Oluwatimilehin John Ajayi ’19, “Timi”, first stepped onto Haiti soil in 2018, along with fellow Quincy University and Eastern Illinois University students. On his second visit to Haiti, he came in touch with the people from the program, Religious Jesus Mary (RJM) Quest. Timi spoke to them directly to see if there was an opportunity to work for them after he graduated. They encouraged him to go on their site and fill out the application. Timi did, and two weeks after he submitted his application, they notified him that he got the job.
When Timi arrived in Haiti this past year, he started working with the sustainable poultry farming program. A part of this program is the soybean project, a project geared to implement new protein sources in communities and produce nutrient-rich chicken feed. In coordination with researchers in the U.S. and Africa, the project workers planted the first soybean crop in Haiti on four different fields this fall. The project includes the distribution of soybean seeds to local communities and educating them on how to grow soybeans. Ultimately, the project workers will teach the communities how to use soybeans for food, like tofu.
The organization that Timi works for houses a school, and started raising chickens to provide the children with at least one protein-rich meal a day. According to an article in the Current Developments in Nutrition, Volume 3, published in June 2019, Haiti has the highest rate of childhood malnutrition in the western hemisphere. Along with feeding their students, the organization also sells a portion of the eggs to local restaurants and uses the profits to replace hens and purchase feed.

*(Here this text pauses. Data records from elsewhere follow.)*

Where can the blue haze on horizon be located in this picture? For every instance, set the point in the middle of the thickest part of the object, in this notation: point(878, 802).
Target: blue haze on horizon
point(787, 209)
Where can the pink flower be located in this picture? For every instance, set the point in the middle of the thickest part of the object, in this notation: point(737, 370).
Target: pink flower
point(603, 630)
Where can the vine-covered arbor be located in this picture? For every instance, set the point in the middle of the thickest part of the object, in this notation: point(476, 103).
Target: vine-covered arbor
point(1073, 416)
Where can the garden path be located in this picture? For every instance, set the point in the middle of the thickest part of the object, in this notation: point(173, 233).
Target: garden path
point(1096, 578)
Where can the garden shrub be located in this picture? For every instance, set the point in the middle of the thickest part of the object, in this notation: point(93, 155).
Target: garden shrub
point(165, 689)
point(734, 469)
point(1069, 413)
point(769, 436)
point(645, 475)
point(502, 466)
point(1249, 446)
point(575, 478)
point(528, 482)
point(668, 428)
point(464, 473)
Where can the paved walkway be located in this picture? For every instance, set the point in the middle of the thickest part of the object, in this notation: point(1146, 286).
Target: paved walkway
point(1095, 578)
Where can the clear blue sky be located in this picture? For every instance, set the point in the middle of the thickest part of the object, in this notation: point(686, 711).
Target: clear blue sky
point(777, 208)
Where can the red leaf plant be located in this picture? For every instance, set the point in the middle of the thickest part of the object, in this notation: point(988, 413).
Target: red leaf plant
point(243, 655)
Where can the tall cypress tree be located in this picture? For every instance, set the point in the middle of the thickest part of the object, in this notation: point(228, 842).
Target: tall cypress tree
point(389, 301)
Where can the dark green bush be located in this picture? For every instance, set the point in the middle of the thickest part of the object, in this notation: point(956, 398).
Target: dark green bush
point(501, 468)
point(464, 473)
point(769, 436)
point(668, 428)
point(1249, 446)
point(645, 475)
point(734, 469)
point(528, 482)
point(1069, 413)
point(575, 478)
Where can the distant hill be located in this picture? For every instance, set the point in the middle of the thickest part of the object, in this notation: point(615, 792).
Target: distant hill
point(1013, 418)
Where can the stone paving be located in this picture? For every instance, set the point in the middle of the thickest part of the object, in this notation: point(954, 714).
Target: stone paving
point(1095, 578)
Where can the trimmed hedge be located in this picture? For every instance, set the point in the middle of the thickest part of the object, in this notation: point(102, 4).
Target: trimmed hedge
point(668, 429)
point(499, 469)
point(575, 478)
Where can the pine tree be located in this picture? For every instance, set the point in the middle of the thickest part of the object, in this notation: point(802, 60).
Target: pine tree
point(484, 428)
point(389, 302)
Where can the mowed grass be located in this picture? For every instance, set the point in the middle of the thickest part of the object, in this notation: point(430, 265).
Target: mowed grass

Since soybean meal is the dominant protein supplement used in poultry diets, they realized that if they could grow soybeans in Haiti, feeding the chickens would not cost as much. Egg production provides economic stimulation, increases local food security, and is a cheap source of protein. The program began as a simple act to help alleviate the lack of food for the children in their care. Now they are helping whole communities care for chickens. The project started with 90 people and now includes 250 people from several communities. Participating members receive a rooster for their hen.
After spending the winter months in the U.S., Timi returned to Haiti briefly. While he was there, he hiked to communities that were a part of the sustainable poultry farming program. On this trip, the workers immunized the chickens for them to be bacteria-free. As he hiked to different communities, he distributed the hygienic products donated by the QU campus community. Before he returned to the States, he also checked on the soybean crop. Originally they planted two different soybean varieties totaling 5,000 seeds, and they harvested 12,000 good seeds.
Timi has learned a lot from his time in Haiti and the Haitian people. His time abroad has taught him to look at life differently than before. “As you journey through service and mission work, you meet a lot of people that help shape you physically, mentally, and emotionally,” said Timi. “Our time, gifts, and talents are not just for making money, but they are for building bonds that far exceed materialistic resources.”
The Coronavirus pandemic disrupted Timi’s plans, but he hopes to return to Haiti as soon as he can.